Mark: If a team honestly believes that #1 draft picks are not worth the bonuses that they demand (leaving aside whether you agree with this), a team should not be compelled to make a pick. I agree with Dave that what the Reds did was wrong, but the team ought to be able to just say “pass”. I am sure there would be P.R. problems with this, but if you are confident in your opinions you ought to be able to stand up and explain them confidently.

The whole idea of the draft is ridiculous.

Chris Kahrl: (Couldn’t the Giants simply keep their pick) for the following season or two? One of the Giants’ basic problems is a shortage of goodies to offer to fix their problems in-season.

Will Carroll: Success cycle or not, I think we also have to look at the Giants as the ultimate win-now team with Bonds a one- or two-year proposition. While we can debate Tucker’s contribution, it will certainly be more that a low first-round pick.
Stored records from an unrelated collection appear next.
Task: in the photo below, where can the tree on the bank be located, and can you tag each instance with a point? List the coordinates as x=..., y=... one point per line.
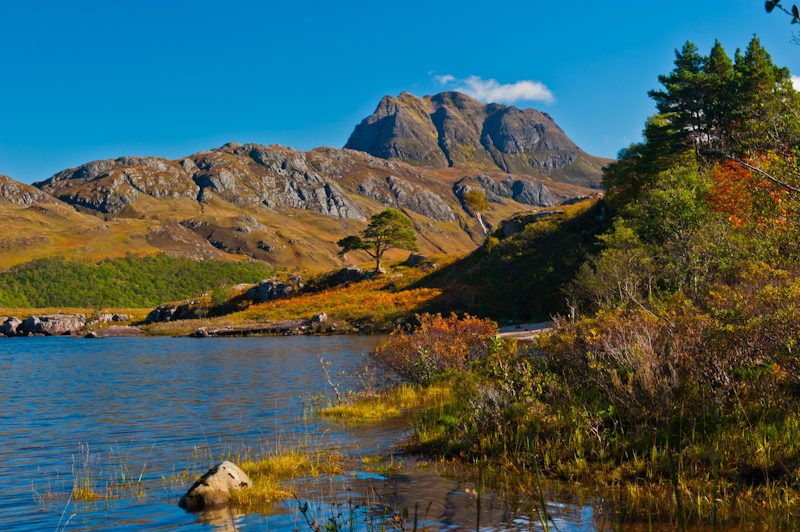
x=475, y=200
x=793, y=11
x=389, y=229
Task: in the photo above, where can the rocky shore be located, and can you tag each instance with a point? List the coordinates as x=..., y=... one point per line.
x=65, y=325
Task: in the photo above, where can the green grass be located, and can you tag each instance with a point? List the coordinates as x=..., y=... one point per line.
x=519, y=277
x=131, y=282
x=392, y=403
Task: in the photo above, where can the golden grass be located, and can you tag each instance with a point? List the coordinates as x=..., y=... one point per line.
x=269, y=474
x=136, y=314
x=379, y=301
x=392, y=403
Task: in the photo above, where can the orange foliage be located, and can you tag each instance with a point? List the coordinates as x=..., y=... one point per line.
x=436, y=346
x=377, y=300
x=747, y=198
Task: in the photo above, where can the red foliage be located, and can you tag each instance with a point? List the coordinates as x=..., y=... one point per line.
x=747, y=198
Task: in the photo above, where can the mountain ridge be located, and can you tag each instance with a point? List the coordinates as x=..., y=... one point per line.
x=272, y=203
x=451, y=129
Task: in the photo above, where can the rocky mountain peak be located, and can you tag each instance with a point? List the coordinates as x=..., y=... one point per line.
x=452, y=129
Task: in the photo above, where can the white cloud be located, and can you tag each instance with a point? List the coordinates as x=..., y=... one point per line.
x=491, y=90
x=444, y=79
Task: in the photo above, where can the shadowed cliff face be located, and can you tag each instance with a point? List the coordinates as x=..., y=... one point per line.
x=288, y=207
x=451, y=129
x=20, y=194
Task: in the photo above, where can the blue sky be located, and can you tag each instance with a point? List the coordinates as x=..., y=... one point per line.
x=87, y=80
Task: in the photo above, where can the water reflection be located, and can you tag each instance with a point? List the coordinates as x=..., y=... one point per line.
x=154, y=413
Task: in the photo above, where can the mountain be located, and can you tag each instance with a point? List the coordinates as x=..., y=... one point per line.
x=451, y=129
x=281, y=205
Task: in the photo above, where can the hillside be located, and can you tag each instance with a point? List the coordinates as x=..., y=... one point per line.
x=280, y=205
x=451, y=129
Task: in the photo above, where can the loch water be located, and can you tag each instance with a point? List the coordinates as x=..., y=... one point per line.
x=154, y=409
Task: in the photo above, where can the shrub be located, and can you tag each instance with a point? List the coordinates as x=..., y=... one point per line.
x=436, y=346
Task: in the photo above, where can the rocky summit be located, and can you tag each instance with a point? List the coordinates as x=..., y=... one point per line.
x=451, y=129
x=289, y=207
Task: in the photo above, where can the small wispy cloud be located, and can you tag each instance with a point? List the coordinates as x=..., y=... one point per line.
x=491, y=90
x=444, y=79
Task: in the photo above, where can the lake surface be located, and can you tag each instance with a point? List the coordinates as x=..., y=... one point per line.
x=152, y=408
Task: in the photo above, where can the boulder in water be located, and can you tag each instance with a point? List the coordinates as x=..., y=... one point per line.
x=214, y=489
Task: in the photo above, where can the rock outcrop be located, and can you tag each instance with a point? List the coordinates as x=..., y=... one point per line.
x=517, y=224
x=188, y=310
x=44, y=325
x=451, y=129
x=215, y=487
x=269, y=289
x=20, y=194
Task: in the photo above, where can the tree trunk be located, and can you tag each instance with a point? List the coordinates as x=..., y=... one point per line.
x=480, y=221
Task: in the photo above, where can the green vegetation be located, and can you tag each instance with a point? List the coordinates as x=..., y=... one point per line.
x=675, y=376
x=520, y=276
x=270, y=473
x=132, y=282
x=388, y=229
x=394, y=402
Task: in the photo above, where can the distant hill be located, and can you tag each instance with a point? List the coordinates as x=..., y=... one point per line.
x=451, y=129
x=288, y=207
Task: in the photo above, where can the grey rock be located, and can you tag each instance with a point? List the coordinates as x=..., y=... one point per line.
x=522, y=190
x=397, y=192
x=21, y=194
x=416, y=259
x=268, y=290
x=215, y=487
x=160, y=314
x=105, y=318
x=455, y=130
x=9, y=326
x=517, y=224
x=52, y=325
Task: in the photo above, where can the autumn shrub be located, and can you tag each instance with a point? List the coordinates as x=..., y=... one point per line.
x=436, y=345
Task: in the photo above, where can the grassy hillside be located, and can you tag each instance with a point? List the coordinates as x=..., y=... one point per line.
x=121, y=282
x=520, y=277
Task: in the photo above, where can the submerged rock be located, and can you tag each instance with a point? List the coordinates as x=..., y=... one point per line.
x=10, y=326
x=417, y=259
x=350, y=274
x=214, y=488
x=60, y=324
x=188, y=310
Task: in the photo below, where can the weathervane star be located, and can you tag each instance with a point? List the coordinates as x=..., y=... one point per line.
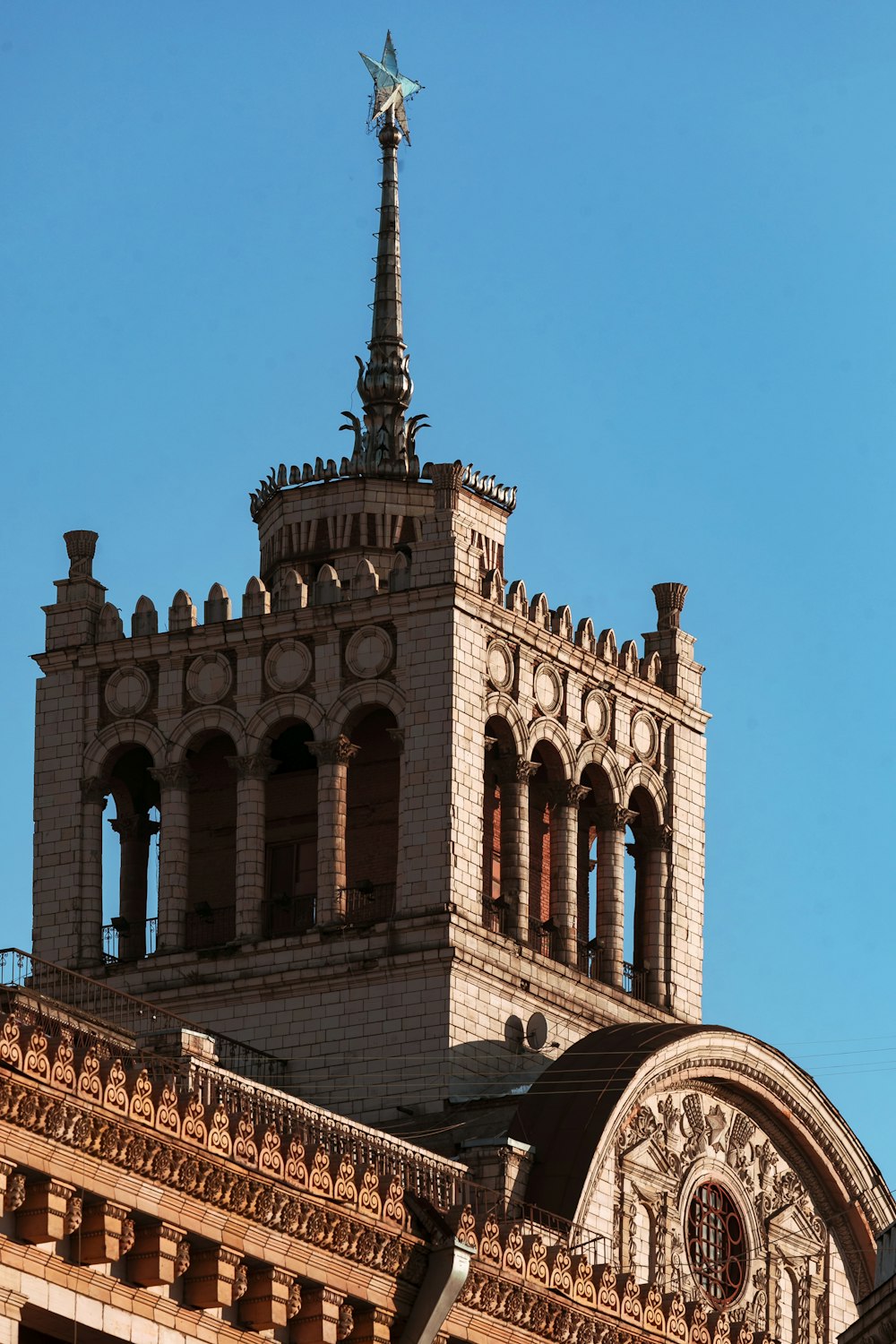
x=392, y=89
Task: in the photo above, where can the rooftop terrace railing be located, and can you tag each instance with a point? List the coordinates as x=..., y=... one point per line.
x=120, y=1012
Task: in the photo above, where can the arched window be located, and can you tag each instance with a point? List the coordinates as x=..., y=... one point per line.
x=498, y=749
x=212, y=843
x=592, y=862
x=131, y=859
x=371, y=822
x=543, y=849
x=290, y=833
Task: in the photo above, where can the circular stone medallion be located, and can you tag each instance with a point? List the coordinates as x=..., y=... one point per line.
x=209, y=679
x=498, y=664
x=643, y=736
x=126, y=691
x=368, y=652
x=548, y=688
x=597, y=714
x=288, y=666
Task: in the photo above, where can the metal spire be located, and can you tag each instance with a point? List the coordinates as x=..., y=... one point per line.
x=386, y=445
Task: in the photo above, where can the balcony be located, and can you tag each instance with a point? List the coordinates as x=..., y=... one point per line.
x=495, y=914
x=209, y=927
x=123, y=941
x=368, y=902
x=285, y=917
x=543, y=938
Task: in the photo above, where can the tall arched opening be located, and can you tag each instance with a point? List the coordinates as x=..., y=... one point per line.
x=543, y=849
x=290, y=833
x=371, y=817
x=211, y=905
x=129, y=857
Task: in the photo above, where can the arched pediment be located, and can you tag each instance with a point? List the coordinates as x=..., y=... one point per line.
x=673, y=1107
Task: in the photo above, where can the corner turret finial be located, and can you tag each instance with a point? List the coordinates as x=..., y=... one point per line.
x=386, y=445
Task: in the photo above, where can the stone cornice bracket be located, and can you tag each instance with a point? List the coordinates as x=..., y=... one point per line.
x=610, y=816
x=81, y=547
x=172, y=776
x=257, y=766
x=656, y=838
x=335, y=752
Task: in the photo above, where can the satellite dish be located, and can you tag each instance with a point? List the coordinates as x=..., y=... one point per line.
x=536, y=1031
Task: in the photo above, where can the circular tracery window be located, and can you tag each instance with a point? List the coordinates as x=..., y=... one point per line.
x=716, y=1244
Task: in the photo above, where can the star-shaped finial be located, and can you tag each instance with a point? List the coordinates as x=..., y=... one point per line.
x=390, y=88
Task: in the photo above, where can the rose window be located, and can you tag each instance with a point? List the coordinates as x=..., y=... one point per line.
x=716, y=1244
Jonah: Michael Tucker? You mean the same Michael Tucker who finished three runs above replacement level last year, right?
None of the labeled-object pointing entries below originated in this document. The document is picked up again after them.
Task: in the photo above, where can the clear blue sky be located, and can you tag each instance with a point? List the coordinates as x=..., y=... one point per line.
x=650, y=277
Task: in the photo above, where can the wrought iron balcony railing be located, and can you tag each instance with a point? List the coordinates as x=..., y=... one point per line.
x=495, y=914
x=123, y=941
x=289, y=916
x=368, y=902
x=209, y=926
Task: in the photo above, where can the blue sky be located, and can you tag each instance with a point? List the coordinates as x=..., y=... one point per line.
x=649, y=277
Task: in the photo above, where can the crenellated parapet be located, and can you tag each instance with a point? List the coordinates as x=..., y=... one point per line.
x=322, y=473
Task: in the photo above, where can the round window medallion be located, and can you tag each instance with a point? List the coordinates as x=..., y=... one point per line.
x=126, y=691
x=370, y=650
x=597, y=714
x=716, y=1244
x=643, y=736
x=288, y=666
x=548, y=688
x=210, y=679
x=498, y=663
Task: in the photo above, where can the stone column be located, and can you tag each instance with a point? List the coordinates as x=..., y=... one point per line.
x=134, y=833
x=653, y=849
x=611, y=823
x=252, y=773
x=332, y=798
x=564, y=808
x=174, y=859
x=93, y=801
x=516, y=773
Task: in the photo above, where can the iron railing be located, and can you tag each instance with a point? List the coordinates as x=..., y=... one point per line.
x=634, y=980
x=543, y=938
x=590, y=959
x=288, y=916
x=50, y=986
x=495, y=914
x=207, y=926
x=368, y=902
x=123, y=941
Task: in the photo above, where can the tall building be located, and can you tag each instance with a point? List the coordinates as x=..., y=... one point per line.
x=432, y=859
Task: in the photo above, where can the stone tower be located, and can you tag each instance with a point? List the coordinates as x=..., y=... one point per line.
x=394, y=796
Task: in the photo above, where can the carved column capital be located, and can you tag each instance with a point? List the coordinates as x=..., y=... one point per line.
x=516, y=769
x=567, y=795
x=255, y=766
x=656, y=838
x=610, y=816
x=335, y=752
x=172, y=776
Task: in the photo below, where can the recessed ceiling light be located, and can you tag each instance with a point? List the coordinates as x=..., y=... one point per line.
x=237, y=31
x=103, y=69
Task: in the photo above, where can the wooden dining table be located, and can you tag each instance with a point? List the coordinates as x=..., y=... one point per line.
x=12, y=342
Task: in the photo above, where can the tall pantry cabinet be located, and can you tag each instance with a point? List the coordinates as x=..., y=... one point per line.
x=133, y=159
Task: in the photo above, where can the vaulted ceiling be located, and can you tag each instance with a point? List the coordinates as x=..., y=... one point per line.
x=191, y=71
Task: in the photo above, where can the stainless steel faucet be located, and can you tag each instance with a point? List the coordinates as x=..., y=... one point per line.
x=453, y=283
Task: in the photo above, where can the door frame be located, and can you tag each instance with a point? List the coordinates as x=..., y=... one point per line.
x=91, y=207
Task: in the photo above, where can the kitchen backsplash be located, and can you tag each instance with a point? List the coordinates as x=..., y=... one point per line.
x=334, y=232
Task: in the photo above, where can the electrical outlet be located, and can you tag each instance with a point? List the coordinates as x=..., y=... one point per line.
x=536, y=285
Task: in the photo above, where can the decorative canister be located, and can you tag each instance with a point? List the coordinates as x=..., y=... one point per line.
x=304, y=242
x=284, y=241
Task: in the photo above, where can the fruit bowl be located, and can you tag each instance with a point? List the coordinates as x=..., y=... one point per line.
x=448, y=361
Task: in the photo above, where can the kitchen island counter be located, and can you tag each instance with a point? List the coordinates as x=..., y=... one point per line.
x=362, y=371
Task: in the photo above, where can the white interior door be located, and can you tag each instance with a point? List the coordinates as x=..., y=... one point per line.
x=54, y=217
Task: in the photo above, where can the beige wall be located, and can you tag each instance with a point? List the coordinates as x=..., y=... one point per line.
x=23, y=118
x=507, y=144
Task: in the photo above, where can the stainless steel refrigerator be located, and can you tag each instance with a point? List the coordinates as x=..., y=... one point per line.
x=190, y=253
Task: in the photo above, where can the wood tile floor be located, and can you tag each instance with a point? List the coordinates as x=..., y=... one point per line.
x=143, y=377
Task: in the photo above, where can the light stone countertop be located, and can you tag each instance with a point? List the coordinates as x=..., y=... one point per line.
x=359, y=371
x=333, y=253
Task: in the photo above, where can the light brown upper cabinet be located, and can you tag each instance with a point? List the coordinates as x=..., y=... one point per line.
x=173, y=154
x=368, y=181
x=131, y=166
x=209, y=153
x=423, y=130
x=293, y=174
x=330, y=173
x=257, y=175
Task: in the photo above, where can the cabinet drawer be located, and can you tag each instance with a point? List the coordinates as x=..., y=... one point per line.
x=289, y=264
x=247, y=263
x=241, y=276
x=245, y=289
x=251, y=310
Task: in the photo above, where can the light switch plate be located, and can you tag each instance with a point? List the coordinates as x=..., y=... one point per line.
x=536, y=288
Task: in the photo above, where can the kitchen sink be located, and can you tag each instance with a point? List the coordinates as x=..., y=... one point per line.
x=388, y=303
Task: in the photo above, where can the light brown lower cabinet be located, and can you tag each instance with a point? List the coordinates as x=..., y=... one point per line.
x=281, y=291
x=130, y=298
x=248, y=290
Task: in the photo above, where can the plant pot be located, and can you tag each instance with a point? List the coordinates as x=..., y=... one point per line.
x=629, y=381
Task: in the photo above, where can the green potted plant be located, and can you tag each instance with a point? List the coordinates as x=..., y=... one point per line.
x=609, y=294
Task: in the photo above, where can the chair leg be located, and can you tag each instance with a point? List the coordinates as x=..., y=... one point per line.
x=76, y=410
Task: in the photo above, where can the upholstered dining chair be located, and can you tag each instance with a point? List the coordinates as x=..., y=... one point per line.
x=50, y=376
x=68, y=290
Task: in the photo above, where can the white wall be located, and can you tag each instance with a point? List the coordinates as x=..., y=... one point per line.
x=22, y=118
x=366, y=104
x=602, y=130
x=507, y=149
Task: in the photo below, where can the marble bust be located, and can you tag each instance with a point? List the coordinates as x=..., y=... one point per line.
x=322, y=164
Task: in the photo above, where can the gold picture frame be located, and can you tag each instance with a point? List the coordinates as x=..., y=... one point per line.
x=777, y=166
The forfeiting of the picks is questionable. Signing Michael Tucker to a two-year, $3.5 million contract in the first place is almost Neifi-riffic.

Will: Right, but using last year’s pick (which went to Oakland and I think became Bryan Snyder), his MLEqA was .188. Tucker was a .253. In a very win-now mode, one can make a sliver of sense from this.

Jonah: There are better versions of Tucker that are now available and more to come once the non-tenders are complete, all of whom will cost the same or less than Tucker’s two years, $3.5 mil. The Giants could have drafted Jonah Keri from Concordia University with their #1 pick and paid him $100 to fetch coffee if they deliberately wanted to lose the pick, then added a player who can help them more than Tucker. If their intent is to win now, they botched this…it was basically a compromise on talent for the sake of avoiding a payout.

Joe’s right: baseball’s getting suckier and suckier. At first revenue-sharing looked like the only disincentive for teams to do their best to make good decisions and win. Now the reasons to not try, or to deliberately suck, are increasing by the day.